🌮 Super easy, super fast, and... super delicious! It's the perfect recipe for last-minute guests or a quick, yet light and healthy meal. Plus, it's convenient as a base to fill with all the creativity you have, both in savory 🌮🌯 and sweet 🍯🍫 versions.
Put the flours and water in a bowl and mix them well with a whisk, avoiding lumps.
If you suffer from gluten intolerance, replace the whole wheat flour with the same amount of cornstarch or fine rice flour.
Don't worry if the dough seems too liquid. It will thicken during cooking.

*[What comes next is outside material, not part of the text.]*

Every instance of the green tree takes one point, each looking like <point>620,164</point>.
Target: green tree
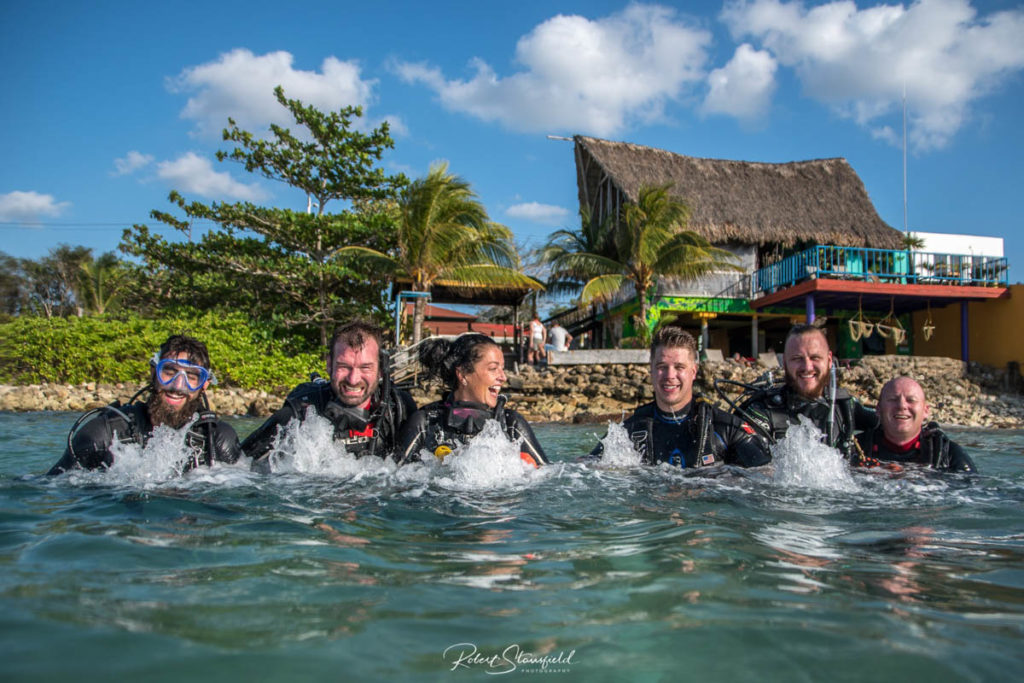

Heat a griddle over medium heat or alternatively a non-stick pan, and rub it with a paper towel soaked in oil. This will help the flatbreads detach better.
Fill a ladle with the batter and pour it into the hot pan. Use the bottom of the ladle to draw circles to spread the batter better and create a round and uniform flatbread.
After a few minutes, flip the flatbread using a spatula.
Cook the other side for a few minutes over medium heat.
Repeat the shaping and cooking of the flatbreads if you want to cook all the available batter.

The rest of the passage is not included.